Debate is one of the great things about sports. The conversation spurs some deep pondering as somebody may think this one is the best while others have contrary thoughts. This can be especially true in the world of Thoroughbred racing. Being the oldest “professional” sport in the world, comparisons are commonplace. The athletes and equipment in racing have not changed much over the years. You may not be able to easily compare Red Grange with Derrick Henry, but Man o’War and American Pharoah are far more alike.
With all that in mind, we are going to throw out a statement that may initiate debate but has plenty of substance. Maxfield is one of the best horses to ever run at Churchill Downs. Considering they have been running at this Louisville oval since 1875, that is a statement. Here is a more than a little meat on the bone that backs it up.
His racing career may have been a bit brief as he only had eleven lifetime starts, but eight wins, two second place finishes and one third tells us he was always running big. Nine of those runs were in graded stakes company which means there was good competition in the starting gates beside him. Here is the real kicker…Maxfield was a perfect five for five in starts beneath the Twin Spires.
Interestingly enough, this strapping son of Street Sense began his career on September 14, 2019, at Churchill Downs with a win under jockey Jose Ortiz. Ten races later he ended his career with another powerful score in the grade 1 Clark Stakes at this same Downs dirt beneath Jose Ortiz. During this, his four year old year, this Brendan Walsh trained behemoth became the first horse to pull off the Churchill trifecta. Wins in the Alysheba Stakes, Stephen Foster Stakes, and Clark made him the first to take the biggest three races for older horses at the world’s most famous Thoroughbred race track.

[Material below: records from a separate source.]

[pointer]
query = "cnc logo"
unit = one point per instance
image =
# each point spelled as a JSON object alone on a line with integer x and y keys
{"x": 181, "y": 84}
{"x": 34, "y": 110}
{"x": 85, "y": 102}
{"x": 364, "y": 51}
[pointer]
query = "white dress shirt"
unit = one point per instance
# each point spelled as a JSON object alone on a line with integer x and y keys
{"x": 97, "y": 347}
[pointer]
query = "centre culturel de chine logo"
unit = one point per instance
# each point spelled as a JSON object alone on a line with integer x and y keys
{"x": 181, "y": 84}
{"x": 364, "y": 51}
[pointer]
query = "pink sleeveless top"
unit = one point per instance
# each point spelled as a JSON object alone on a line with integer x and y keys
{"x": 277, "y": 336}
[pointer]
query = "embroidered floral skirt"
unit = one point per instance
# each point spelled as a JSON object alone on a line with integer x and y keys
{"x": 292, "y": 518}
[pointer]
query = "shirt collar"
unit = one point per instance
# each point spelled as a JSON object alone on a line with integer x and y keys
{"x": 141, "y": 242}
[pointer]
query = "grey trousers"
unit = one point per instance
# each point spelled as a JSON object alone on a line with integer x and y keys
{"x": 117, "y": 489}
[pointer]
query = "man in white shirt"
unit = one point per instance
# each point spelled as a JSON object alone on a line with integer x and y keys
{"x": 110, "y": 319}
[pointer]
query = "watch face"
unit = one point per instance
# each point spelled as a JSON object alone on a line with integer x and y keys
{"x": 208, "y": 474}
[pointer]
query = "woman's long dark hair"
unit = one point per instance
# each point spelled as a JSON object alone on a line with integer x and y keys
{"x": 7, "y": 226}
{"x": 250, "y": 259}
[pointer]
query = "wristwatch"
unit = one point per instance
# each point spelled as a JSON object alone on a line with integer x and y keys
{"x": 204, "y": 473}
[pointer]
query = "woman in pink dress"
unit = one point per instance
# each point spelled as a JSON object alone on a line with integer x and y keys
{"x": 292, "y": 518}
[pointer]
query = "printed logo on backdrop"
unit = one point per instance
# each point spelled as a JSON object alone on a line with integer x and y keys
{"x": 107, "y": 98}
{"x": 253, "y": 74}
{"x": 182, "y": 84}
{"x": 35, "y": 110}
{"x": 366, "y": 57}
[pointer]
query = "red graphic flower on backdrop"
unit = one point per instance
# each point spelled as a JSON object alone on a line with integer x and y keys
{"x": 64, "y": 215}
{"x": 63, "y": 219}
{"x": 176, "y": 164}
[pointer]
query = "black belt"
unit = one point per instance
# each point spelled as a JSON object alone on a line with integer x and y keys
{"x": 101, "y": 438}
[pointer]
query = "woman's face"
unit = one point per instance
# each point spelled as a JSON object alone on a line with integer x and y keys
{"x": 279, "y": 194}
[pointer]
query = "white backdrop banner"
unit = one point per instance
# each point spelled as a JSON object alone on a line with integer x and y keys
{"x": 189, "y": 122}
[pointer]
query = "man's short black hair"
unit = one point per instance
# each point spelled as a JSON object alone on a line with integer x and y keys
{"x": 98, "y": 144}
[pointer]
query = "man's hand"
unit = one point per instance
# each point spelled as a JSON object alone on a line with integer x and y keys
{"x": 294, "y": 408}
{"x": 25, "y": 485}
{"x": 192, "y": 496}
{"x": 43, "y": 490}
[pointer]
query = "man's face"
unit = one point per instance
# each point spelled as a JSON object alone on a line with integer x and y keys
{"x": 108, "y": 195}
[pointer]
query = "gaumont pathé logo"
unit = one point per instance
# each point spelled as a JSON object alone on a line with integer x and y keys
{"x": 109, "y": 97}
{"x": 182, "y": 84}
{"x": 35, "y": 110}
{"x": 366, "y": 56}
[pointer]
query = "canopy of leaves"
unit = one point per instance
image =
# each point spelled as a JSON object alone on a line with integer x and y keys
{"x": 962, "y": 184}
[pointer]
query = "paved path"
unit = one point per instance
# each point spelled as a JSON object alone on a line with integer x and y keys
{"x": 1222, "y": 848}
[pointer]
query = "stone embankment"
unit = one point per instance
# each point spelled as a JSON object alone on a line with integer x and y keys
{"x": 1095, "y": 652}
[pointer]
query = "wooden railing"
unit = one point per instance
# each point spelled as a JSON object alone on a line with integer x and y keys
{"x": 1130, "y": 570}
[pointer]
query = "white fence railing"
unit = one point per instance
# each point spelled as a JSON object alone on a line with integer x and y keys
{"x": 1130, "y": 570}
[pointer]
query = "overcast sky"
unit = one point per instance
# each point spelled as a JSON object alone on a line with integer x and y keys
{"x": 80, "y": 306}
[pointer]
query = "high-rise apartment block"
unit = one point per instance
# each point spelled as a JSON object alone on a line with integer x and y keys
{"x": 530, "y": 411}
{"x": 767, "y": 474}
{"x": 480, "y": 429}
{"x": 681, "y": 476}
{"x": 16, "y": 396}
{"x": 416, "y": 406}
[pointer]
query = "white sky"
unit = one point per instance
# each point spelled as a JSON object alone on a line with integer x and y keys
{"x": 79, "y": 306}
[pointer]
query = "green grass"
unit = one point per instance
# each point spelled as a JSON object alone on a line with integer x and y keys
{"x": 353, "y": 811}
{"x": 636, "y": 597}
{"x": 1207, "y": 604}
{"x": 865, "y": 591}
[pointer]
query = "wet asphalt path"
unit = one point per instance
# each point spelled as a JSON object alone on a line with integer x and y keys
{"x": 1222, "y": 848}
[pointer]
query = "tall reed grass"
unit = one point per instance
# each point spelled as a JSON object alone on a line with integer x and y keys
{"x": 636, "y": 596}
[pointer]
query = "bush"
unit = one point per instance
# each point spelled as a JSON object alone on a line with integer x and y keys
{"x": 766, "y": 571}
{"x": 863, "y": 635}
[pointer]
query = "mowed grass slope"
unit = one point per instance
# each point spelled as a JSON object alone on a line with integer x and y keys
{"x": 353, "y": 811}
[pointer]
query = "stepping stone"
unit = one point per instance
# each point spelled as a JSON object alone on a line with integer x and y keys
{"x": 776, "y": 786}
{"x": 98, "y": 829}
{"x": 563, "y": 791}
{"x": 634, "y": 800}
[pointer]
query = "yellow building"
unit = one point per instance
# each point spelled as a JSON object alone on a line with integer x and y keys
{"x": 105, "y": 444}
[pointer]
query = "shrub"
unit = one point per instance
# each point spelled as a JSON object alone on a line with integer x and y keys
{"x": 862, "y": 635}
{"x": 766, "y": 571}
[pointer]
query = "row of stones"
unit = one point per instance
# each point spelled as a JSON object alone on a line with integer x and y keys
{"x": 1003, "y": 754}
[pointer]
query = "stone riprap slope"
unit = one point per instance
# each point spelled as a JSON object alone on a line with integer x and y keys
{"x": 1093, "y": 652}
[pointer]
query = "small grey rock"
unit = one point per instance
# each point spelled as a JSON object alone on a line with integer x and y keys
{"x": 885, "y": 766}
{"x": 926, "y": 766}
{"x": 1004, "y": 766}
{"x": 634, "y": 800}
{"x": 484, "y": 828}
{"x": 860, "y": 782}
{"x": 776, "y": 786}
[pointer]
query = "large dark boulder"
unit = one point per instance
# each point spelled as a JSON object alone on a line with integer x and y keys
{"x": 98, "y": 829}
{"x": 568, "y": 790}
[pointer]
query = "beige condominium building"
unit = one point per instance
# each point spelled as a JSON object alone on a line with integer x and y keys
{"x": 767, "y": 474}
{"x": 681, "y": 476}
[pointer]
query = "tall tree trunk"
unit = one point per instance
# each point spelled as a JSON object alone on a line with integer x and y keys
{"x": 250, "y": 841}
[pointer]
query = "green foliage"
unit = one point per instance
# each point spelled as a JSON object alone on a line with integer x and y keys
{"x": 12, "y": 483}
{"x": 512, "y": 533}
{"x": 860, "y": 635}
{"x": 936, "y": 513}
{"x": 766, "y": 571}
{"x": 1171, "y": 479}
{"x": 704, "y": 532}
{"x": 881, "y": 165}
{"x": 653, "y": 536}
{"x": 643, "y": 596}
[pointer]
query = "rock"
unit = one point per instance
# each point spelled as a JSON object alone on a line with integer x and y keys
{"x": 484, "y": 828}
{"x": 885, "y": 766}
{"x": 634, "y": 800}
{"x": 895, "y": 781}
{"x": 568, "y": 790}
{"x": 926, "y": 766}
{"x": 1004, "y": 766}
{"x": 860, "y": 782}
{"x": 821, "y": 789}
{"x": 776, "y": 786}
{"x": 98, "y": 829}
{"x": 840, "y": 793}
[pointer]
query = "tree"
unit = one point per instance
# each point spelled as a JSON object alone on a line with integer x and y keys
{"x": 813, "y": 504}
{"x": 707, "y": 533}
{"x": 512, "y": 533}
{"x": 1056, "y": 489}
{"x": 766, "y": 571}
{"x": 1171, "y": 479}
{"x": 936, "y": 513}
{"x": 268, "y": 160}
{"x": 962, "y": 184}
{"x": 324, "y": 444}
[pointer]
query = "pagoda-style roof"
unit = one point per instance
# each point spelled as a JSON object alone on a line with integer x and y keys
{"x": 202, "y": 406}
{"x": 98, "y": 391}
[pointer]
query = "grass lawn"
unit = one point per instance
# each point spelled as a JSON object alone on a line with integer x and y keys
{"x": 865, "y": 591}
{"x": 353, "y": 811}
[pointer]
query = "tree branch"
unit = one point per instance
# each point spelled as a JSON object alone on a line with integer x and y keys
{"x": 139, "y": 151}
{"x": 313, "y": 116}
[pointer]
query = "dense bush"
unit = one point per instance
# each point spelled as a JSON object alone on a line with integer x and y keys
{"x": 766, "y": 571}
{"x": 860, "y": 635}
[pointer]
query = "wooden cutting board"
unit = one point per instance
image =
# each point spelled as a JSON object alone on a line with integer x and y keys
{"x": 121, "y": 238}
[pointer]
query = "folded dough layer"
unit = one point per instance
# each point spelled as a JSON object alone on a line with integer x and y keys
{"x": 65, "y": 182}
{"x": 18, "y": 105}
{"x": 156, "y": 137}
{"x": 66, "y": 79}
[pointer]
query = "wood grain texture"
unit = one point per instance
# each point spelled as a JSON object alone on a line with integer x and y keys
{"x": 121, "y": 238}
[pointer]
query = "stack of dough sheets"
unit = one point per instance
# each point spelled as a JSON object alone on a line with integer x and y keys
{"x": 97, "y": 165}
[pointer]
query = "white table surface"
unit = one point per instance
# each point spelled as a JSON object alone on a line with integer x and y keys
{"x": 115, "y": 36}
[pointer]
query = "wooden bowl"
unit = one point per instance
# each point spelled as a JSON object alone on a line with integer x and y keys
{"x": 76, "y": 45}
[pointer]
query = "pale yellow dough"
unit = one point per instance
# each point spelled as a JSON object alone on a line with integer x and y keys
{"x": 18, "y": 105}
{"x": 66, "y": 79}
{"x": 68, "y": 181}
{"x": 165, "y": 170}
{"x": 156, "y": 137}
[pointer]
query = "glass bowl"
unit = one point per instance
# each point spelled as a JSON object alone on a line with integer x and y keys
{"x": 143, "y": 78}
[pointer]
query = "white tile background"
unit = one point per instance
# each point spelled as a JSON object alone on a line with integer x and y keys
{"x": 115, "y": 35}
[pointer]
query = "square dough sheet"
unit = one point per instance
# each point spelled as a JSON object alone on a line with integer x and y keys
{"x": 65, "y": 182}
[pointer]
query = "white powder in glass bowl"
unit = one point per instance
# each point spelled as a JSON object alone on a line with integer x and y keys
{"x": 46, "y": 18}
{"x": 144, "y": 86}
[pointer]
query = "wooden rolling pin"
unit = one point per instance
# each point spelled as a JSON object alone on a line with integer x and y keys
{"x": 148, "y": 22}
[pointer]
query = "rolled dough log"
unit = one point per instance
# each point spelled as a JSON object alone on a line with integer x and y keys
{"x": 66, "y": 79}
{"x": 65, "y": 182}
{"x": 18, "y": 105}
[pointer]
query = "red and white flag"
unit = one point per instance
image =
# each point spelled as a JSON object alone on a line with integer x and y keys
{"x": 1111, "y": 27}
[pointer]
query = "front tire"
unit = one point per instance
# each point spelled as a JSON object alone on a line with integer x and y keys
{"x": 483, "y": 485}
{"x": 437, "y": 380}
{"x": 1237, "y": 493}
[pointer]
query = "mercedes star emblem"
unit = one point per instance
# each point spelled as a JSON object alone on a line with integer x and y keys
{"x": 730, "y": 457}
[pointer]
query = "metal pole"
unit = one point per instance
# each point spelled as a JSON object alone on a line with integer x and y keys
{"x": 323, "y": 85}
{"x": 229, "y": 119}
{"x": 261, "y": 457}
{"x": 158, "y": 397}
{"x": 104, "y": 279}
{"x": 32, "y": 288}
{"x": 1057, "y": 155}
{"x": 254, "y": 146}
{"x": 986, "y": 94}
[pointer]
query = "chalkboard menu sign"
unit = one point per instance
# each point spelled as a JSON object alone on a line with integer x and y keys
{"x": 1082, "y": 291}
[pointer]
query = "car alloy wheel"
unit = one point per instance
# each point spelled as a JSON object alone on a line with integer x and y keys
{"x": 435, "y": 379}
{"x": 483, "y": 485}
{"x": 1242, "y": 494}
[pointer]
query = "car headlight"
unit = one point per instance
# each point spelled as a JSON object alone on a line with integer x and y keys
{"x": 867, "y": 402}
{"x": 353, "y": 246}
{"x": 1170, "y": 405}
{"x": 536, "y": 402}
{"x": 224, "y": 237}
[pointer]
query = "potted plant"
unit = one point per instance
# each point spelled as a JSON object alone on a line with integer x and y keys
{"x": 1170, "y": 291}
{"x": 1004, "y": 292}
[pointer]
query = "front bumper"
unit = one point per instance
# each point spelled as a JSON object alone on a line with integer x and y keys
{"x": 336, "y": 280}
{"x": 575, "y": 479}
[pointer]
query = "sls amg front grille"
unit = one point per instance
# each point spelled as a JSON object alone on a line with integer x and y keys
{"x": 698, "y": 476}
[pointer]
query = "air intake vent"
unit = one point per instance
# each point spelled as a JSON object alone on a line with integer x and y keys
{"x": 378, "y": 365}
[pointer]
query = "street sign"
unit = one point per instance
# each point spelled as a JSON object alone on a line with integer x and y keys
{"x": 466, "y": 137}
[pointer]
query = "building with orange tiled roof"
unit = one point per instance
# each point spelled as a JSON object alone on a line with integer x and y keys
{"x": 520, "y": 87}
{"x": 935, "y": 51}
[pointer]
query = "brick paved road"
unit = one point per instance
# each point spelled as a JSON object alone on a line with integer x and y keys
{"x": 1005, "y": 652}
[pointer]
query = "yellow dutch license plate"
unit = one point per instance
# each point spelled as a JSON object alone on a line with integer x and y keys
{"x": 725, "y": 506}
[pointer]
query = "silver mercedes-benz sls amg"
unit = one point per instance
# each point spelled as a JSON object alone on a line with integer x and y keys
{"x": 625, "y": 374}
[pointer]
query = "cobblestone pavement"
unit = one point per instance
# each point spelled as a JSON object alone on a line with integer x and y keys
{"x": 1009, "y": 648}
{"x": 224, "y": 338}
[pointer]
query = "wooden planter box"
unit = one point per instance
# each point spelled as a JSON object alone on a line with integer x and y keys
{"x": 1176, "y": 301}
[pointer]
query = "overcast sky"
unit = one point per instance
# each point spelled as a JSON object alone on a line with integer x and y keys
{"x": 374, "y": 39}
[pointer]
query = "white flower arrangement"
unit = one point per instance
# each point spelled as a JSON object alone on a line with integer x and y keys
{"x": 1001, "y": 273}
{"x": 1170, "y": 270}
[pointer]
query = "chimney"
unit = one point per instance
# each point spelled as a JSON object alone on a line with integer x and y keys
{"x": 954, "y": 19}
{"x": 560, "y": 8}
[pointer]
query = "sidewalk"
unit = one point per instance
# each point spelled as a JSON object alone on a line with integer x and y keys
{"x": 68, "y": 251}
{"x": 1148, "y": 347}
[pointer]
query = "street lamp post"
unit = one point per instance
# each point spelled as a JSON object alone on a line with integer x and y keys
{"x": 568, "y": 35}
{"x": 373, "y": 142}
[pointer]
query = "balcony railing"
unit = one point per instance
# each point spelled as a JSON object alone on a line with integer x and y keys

Maxfield may have saved his best for last with an impressive score in the Clark. Facing a stellar field of seven others, Ortiz masterfully guided his charge to victory. Hustling out of the gate from his outside post, Maxfield ran a close second to the speedy race co-favorite Midnight Bourbon. As the runners turned for home, Ortiz urged Maxfield and this fabulous frame of a horse responded. Striking the front, Maxfield poured past Midnight Bourbon and then refused to let a charging Happy Saver by. Crossing under the wire a half length ahead, this Godolphin-owned runner finished his racing career in fitting fashion.
“I have been on a lot of good horses and Maxfield is certainly one of them,” says Ortiz. “It was really good to see him finish his career with a win like this. I am very thankful for the opportunity to ride him and Brendan has just done a fantastic job with him.”
The training job by Walsh certainly has been a huge factor in the rise to glory. After taking the grade 1 Claiborne Breeders’ Futurity at Keeneland in early October 2019, Maxfield was the early favorite for the 2020 Kentucky Derby. Injury sidelined him for several months and he was not able to run again until May 23 of 2020. With eyes on a start in the Covid delayed Kentucky Derby, injury again sidelined him. Carefully nurturing his prized colt back to health, Walsh returned his charge back to the track and a fabulous four year old campaign that saw him run seven times at five different tracks.
“This game teaches us you should never think about what might have been”, says Walsh. “Even when he was injured we always knew he would come back and hopefully do something special. He’s just such a quality horse and this full body of racing at four proved that.”
Maxfield has certainly been a special horse for the Brendan Walsh barn. As the Irish-born conditioner will quickly admit horses like him don’t come around that often. The ability to come back from injury and return to top form testifies to the quality of both horse and trainer. To see them together in the winner’s circle beneath the Twin Spires one final time in a grade 1 was a warm fuzzy for all.
“It’s really fantastic to see him finish with a grade 1 at this track”, says Walsh. “Eight wins in eleven starts and never out of the top three speaks of his quality. A horse that does that in the company he has kept tells us a lot about who he is. People were questioning about how good he was coming in and I think he answered.”
And that answer might just be…best ever at Churchill Downs.